Floss Newman was Castle Warden for nearly five years until her death in 2019. Floss loved Newark Castle and put her heart and soul into its upkeep.
Floss spent many hours researching King John and below are her thoughts - perhaps he wasn't as bad as people think!
"Before becoming Newark Castle Warden I had never really taken much notice of King John and along with the majority believed him to be not only a bad king but an evil man. After months of trawling through books, magazine articles and web pages I now have a soft spot for this much maligned King.
He is always portrayed as the man responsible for heavy taxation and the enemy in the Robin Hood folklore. However, if you look at the facts it was his brother and his father before him that had started England's spiral into financial decline. In fact Richard the great lionheart and fighter of Christendom who was much loved by his people spent less than seven months in England during his 10 year reign. Englishmen paid dearly to support a campaign more than 2000 miles away in a land that they knew nothing about, paid up again for a huge ransom for his return from captivity in Germany, only to see him disappear to fight in France where he was again kidnapped. This time when England had paid another hefty ransom, he was mortally wounded in another battle in France.

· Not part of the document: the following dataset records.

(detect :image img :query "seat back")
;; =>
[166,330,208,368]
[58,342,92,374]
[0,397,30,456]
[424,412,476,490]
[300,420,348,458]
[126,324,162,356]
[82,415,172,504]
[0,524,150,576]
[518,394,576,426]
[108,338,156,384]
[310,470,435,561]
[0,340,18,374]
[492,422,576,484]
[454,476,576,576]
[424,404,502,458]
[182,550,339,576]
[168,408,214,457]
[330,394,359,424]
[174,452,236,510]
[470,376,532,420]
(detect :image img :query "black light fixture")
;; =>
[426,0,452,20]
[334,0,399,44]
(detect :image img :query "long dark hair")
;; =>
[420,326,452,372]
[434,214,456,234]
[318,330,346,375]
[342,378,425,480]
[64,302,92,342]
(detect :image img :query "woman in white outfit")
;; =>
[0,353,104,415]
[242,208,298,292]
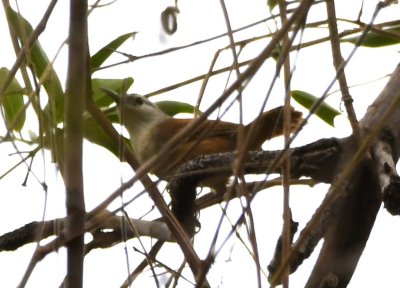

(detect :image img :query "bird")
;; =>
[102,89,302,193]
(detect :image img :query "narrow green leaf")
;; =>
[90,32,137,71]
[291,90,340,126]
[83,117,118,155]
[0,68,26,131]
[92,77,133,107]
[342,26,400,48]
[7,8,64,123]
[155,101,202,116]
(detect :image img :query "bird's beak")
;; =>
[100,88,121,105]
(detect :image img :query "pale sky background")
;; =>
[0,0,400,287]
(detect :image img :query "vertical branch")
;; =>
[326,0,361,141]
[64,0,89,288]
[278,0,292,288]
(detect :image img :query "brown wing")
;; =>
[246,106,303,149]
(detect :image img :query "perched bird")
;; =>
[103,89,302,192]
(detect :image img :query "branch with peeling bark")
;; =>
[0,138,340,252]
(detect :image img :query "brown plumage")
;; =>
[106,91,302,190]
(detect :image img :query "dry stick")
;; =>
[18,0,313,286]
[326,0,362,143]
[271,2,394,283]
[278,0,292,288]
[197,1,312,284]
[64,0,90,288]
[217,0,261,287]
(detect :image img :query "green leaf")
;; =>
[7,8,64,123]
[342,26,400,48]
[291,90,340,126]
[0,68,26,131]
[92,77,133,107]
[83,117,118,155]
[90,32,137,71]
[155,101,202,116]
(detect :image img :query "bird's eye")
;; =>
[135,97,144,105]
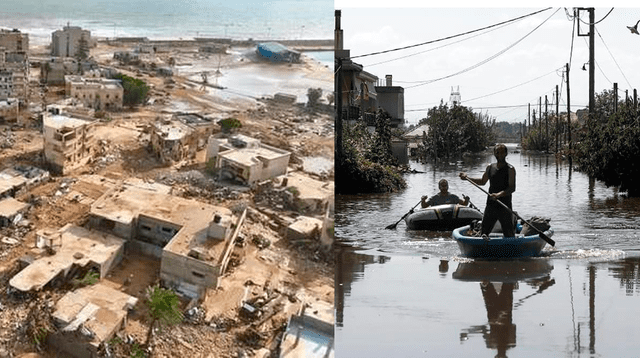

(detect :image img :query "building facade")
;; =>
[51,24,91,57]
[42,106,96,175]
[64,75,124,110]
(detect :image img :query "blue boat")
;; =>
[404,204,482,231]
[453,225,553,258]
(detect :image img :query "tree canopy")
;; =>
[114,73,149,107]
[576,90,640,197]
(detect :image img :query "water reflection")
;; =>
[452,260,555,357]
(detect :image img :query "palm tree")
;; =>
[145,285,182,346]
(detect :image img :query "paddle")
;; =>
[465,177,556,246]
[385,200,422,230]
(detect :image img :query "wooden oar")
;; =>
[465,177,556,246]
[385,199,422,230]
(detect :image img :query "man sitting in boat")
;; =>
[422,179,469,208]
[460,143,516,237]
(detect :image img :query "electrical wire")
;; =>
[578,8,613,26]
[363,24,510,67]
[596,29,633,88]
[465,69,558,102]
[405,8,560,89]
[350,7,551,59]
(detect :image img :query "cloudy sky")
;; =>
[335,0,640,124]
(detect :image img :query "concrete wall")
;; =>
[160,250,220,298]
[51,26,91,57]
[136,214,182,247]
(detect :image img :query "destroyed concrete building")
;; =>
[0,197,30,227]
[205,134,291,185]
[47,283,138,358]
[9,224,125,292]
[0,164,49,198]
[0,29,29,102]
[0,98,19,124]
[51,24,92,57]
[89,182,244,299]
[42,106,97,174]
[149,113,215,163]
[64,75,124,110]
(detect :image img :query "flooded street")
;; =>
[336,146,640,357]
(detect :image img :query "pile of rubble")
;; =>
[0,128,16,149]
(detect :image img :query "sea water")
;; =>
[0,0,334,45]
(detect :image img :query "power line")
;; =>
[578,8,613,26]
[366,24,509,67]
[596,25,633,88]
[465,69,558,102]
[405,8,560,89]
[350,7,551,59]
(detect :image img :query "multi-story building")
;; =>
[51,24,91,57]
[0,29,29,52]
[42,106,96,174]
[64,75,124,110]
[0,29,29,103]
[205,134,291,185]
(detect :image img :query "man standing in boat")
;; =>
[422,179,469,208]
[460,143,516,237]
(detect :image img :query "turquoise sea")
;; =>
[0,0,334,45]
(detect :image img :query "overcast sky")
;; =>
[336,0,640,124]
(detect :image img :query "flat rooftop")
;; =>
[0,198,29,218]
[9,224,125,292]
[91,182,234,260]
[220,146,288,166]
[43,114,92,129]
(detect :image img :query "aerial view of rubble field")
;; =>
[0,0,334,358]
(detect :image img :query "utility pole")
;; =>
[567,63,572,167]
[613,82,618,113]
[556,85,560,154]
[544,94,549,153]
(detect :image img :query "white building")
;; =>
[64,75,124,110]
[205,134,291,185]
[42,106,96,174]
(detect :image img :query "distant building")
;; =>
[376,75,404,127]
[256,42,300,62]
[51,24,92,57]
[205,134,291,185]
[0,29,29,53]
[42,106,96,175]
[64,75,124,110]
[449,86,462,107]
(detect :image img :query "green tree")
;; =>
[419,102,495,158]
[576,90,640,197]
[336,117,407,194]
[145,285,182,345]
[114,73,149,107]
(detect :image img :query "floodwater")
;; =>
[335,146,640,357]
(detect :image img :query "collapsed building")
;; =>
[89,179,244,299]
[0,164,49,198]
[42,106,97,174]
[0,29,29,102]
[64,75,124,110]
[205,134,291,185]
[149,113,214,163]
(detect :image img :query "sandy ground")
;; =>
[0,37,334,357]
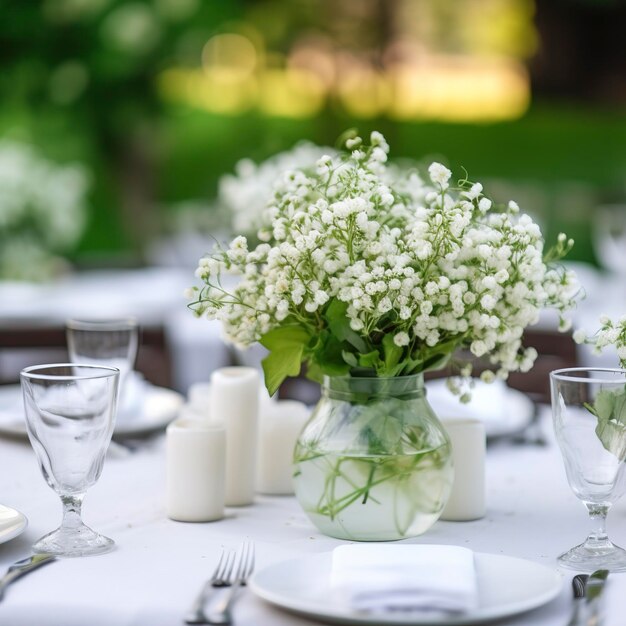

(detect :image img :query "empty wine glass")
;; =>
[65,317,139,419]
[65,317,139,386]
[20,363,119,556]
[550,367,626,572]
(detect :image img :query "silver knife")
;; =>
[0,554,57,600]
[585,569,609,626]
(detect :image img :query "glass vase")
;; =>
[294,374,453,541]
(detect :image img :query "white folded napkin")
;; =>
[331,544,478,615]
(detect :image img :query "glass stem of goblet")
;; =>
[585,502,610,547]
[61,493,85,530]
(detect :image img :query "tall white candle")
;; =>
[441,417,486,522]
[187,383,211,418]
[256,400,309,495]
[166,418,226,522]
[209,367,260,506]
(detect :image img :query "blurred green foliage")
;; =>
[0,0,626,261]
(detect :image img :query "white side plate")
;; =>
[250,552,562,626]
[0,504,28,543]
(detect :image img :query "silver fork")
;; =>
[185,550,235,624]
[206,539,254,624]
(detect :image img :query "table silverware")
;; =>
[567,574,589,626]
[185,550,235,624]
[585,569,609,626]
[0,554,57,600]
[205,540,254,624]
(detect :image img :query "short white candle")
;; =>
[256,400,309,495]
[166,418,226,522]
[441,417,486,522]
[209,367,260,506]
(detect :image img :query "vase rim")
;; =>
[324,372,424,382]
[550,366,626,384]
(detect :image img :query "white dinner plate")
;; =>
[0,384,184,438]
[426,378,535,438]
[250,552,562,626]
[0,504,28,543]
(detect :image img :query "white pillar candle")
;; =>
[256,400,309,495]
[166,418,226,522]
[187,383,211,418]
[441,418,486,522]
[209,367,260,506]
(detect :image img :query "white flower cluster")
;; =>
[574,315,626,369]
[218,141,335,235]
[0,140,88,274]
[188,132,578,378]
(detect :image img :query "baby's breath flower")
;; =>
[188,132,576,386]
[428,162,452,189]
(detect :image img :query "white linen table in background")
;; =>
[0,411,626,626]
[0,267,233,393]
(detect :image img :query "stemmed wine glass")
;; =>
[20,363,119,556]
[550,367,626,572]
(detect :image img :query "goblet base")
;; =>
[557,541,626,572]
[33,524,115,557]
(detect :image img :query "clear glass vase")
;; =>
[294,374,453,541]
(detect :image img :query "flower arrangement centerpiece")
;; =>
[574,315,626,462]
[217,141,336,238]
[0,139,89,280]
[189,132,576,540]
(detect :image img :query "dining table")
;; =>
[0,406,626,626]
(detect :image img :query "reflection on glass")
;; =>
[21,364,119,556]
[550,368,626,572]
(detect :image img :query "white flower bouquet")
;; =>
[217,141,335,236]
[188,132,578,393]
[0,139,89,280]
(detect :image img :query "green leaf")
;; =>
[261,344,304,396]
[260,325,311,395]
[324,300,367,354]
[341,350,359,367]
[593,389,616,420]
[359,350,381,369]
[383,333,403,370]
[310,331,350,376]
[259,324,311,350]
[585,389,626,461]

Back in England it was the responsibility of his brother John to raise these monies to free his brother and fund his appetite for war. Unfortunately for John, it also tarnished his name. By the time of John's death the country was in a poor financial state. A heartbroken John did not want the pomp of a Westminster burial as the country could not afford it. Instead he is buried at Worcester cathedral between two saints as he hoped this would give him a better chance of going to heaven.

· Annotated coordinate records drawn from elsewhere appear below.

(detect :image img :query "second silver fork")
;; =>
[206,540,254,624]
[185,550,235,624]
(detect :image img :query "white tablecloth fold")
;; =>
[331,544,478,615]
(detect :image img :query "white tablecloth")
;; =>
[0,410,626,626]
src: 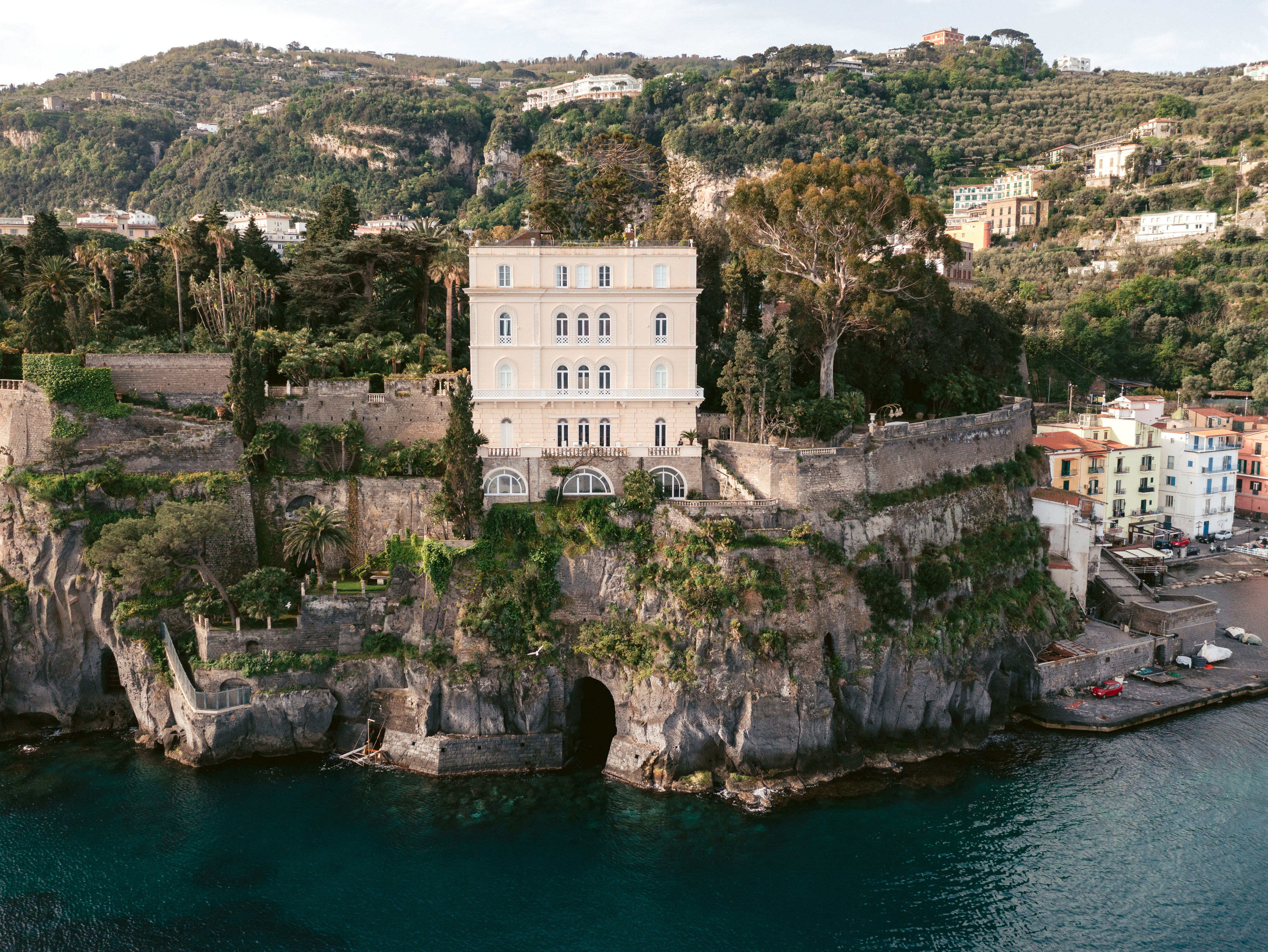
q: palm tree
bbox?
[158,226,193,354]
[207,228,233,331]
[282,503,353,584]
[427,237,467,368]
[94,248,123,311]
[27,255,81,327]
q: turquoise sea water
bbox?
[0,582,1268,952]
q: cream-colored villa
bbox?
[467,231,704,502]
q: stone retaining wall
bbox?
[86,354,233,407]
[709,399,1031,508]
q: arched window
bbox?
[484,469,528,496]
[652,466,687,499]
[563,469,613,496]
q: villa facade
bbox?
[467,231,704,502]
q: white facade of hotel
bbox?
[1136,212,1220,241]
[951,167,1042,212]
[521,72,643,113]
[467,232,704,472]
[1158,430,1241,536]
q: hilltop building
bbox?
[1056,56,1092,73]
[1136,212,1220,241]
[467,231,704,502]
[921,27,964,47]
[951,165,1050,212]
[224,212,308,257]
[75,209,160,241]
[521,72,643,113]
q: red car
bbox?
[1092,681,1122,697]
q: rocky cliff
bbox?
[0,469,1071,790]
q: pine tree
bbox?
[434,374,488,537]
[304,185,361,245]
[237,215,282,278]
[227,330,267,445]
[23,212,71,274]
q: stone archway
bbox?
[568,677,616,767]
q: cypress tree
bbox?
[236,215,282,278]
[434,373,488,537]
[227,330,267,445]
[23,212,71,274]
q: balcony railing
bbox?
[472,387,705,401]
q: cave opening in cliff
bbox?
[102,648,123,695]
[569,678,616,766]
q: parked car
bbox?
[1092,681,1122,697]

1216, as well as the year of John's death at Newark Castle on the night of 18 October, was when he lost his war chest of cash and jewels in The Wash. John fell ill at Swineshead during one of his power struggle battles with his barons. On route back to London he stopped at Newark Castle and it is here his journey ended."
The staff and volunteers at the Castle and at Newark and Sherwood District Council are deeply saddened by Floss' passing and we will work to ensure her memory lives on.